17年シーズンの悔しさを糧に則本と楽天は新シーズンでの逆襲を誓う

 常勝チームではない楽天だからこそ、2017年の戦いは非常に貴重な経験となったはずだ。

 昨年は前半戦を首位で折り返しながら、8月に大失速し、3位でシーズンを終えた。チームは優勝を逃した悔しさを感じると同時に、優勝する難しさも感じたはずだ。エースの則本昂大は「前半、状態が良いからといってガンガン飛ばし過ぎていたと思うんですよね。だから8月、9月の本当に大事な時期に疲れがどっと出たと思うので、ある程度ペースを作りながら高いパフォーマンスを出していければ、もっと良い成績は残るはず」と振り返る。やはり優勝争いが熾烈となる8月、9月の戦い方は、ソフトバンクが圧倒的にうまかった。

 則本はルーキーイヤーにリーグ優勝、日本一を味わいながら、その後はBクラスに沈み、優勝争いの経験が少ない。これはチームも同じで、優勝するための戦い方を選手たちは持ち合わせていなかった。それが17年の戦いに顕著に表れてしまったと言えるだろう。
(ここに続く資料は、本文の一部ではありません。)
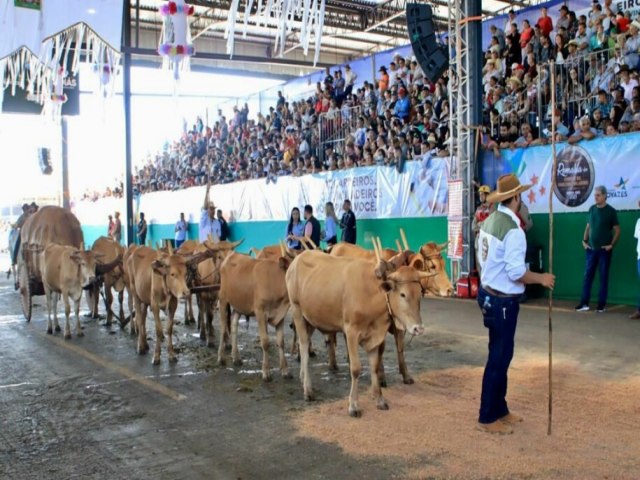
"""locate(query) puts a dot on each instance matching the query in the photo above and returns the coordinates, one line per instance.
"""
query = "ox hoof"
(355, 412)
 13年の優勝時は前半戦こそ首位で折り返したものの、7月までは2位と3位を行ったり来たり。また、田中将大(現ヤンキース)の連勝記録がかかっていたこともあり、優勝経験のない当時の楽天ナインが優勝の二文字を意識することはほとんどなかった。実際、嶋基宏も「優勝はほとんど意識していなかった」と13年シーズンを振り返っている。

 しかし17年はどうだろうか。開幕直後から首位を走るなど、優勝した13年よりも順調な前半戦にファンの期待も高まり、嫌でも意識せざるを得なかった。そして好調なチーム状況下にあっても、2位のソフトバンクを引き離すことができず、少しずつ焦りも出始めていく。そのようなこれまで経験することがなかった、追われる立場として戦う難しさも痛感したはずだ。

「この経験を生かして優勝に向かっていきたいなと思っています」と則本が語るように、経験値を上げたチームはきっと、18年シーズンにこれまでとは違う戦いを見せてくれるはずだ。